Le Chili figure parmi les pays les plus touchés par la pollution atmosphérique en Amérique du Sud. Dans la province de Chacabuco, au nord de Santiago, l’air est chargé en polluants métalliques issus des activités minières et industrielles. Pourtant, cette contamination reste invisible à l’œil nu, rendant son évaluation complexe.
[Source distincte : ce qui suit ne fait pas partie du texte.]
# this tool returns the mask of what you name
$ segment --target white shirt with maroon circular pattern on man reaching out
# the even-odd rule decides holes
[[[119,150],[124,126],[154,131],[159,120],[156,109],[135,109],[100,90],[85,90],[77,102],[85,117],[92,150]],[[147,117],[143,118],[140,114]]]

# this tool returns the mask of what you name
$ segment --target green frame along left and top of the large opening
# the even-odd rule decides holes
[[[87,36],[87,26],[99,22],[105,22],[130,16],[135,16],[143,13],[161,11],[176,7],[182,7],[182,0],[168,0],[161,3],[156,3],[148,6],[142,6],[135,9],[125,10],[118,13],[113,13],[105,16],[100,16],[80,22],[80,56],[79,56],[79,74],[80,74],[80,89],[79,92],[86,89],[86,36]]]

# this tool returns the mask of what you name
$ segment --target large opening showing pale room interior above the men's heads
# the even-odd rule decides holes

Une équipe de chercheurs du laboratoire Géosciences environnement Toulouse (GET-OMP – CNES/CNRS/IRD/Université de Toulouse) et du laboratoire de Géographie de l’environnement (GEODE – CNRS/Université Toulouse Jean Jaurès) a décidé d’allier science et savoir populaire pour mieux comprendre cette pollution. Leur approche repose sur une combinaison de témoignages d’habitants et d’analyses géochimiques sur le terrain, une méthode permettant d’obtenir une vision plus globale du phénomène.
Une région classée zone de sacrifice
Le terme “zone de sacrifice” désigne des territoires où la qualité de vie est durablement altérée par des activités industrielles. Chacabuco en est un exemple frappant : usines, exploitations minières et infrastructures de transport s’y côtoient, libérant dans l’air une quantité inquiétante de particules polluantes.
D’après un rapport de l’OCDE publié en 2024, 98,6 % de la population chilienne est exposée à des risques sanitaires liés à la pollution atmosphérique. Ces particules fines et métaux lourds, une fois inhalés, peuvent provoquer des maladies respiratoires, cardiovasculaires et, dans certains cas, des cancers.
Les habitants de Chacabuco ont rapidement fait part de leur inquiétude aux scientifiques. Leur perception du danger a joué un rôle central dans cette étude : ils ont identifié les zones les plus touchées, permettant ainsi d’orienter les analyses.
Tillandsia bergeri, une sentinelle végétale
Pour quantifier cette pollution, l’équipe de recherche a misé sur une plante étonnante : Tillandsia bergeri. Cette épiphyte d’Amérique latine n’a pas de racines terrestres et puise directement ses nutriments dans l’air ambiant. Elle absorbe ainsi les particules métalliques présentes dans l’atmosphère, devenant un indicateur naturel de pollution.
En exposant ces plantes dans plusieurs zones de Chacabuco sur une période de plusieurs mois, les scientifiques ont pu observer une accumulation significative de métaux lourds tels que l’arsenic, le cuivre, le chrome et le zinc. Plus la concentration de ces éléments était élevée dans les tissus végétaux, plus l’air ambiant était contaminé.
Une menace sous-estimée
Les analyses ont confirmé ce que les habitants ressentaient : l’air de Chacabuco est bel et bien pollué. Toutefois, l’étude révèle un paradoxe inquiétant : les mesures ponctuelles n’indiquent pas de danger immédiat pour la santé humaine, mais la contamination chronique sur plusieurs mois suggère un risque sanitaire à long terme.
Les particules métalliques, une fois inhalées, s’accumulent progressivement dans l’organisme. Les effets ne se manifestent pas immédiatement, mais une exposition prolongée augmente considérablement les risques de maladies graves.
Science et perception locale : un dialogue essentiel
L’un des apports majeurs de cette étude est d’avoir démontré une corrélation entre la perception des habitants et les données scientifiques. Ces derniers n’avaient pas accès aux analyses de laboratoire, mais ressentaient intuitivement la dégradation de leur environnement. Leur vigilance et leurs observations ont donc été essentielles pour guider la recherche.
Cette collaboration entre scientifiques et citoyens prouve que l’expérience locale peut être un atout précieux dans la surveillance environnementale. Intégrer les connaissances empiriques des populations exposées pourrait améliorer les stratégies de lutte contre la pollution, notamment en identifiant plus rapidement les zones critiques.
Et maintenant ?
Les chercheurs recommandent l’utilisation de Tillandsia bergeri comme outil de biomonitoring de la qualité de l’air. Cette méthode, peu coûteuse et non invasive, pourrait être adoptée dans d’autres régions confrontées à des pollutions similaires.
En parallèle, des mesures plus strictes devraient être mises en place pour limiter les émissions industrielles et protéger les populations locales. Sans action rapide, la pollution continue son œuvre silencieuse, avec des conséquences qui ne se révéleront pleinement que dans plusieurs décennies.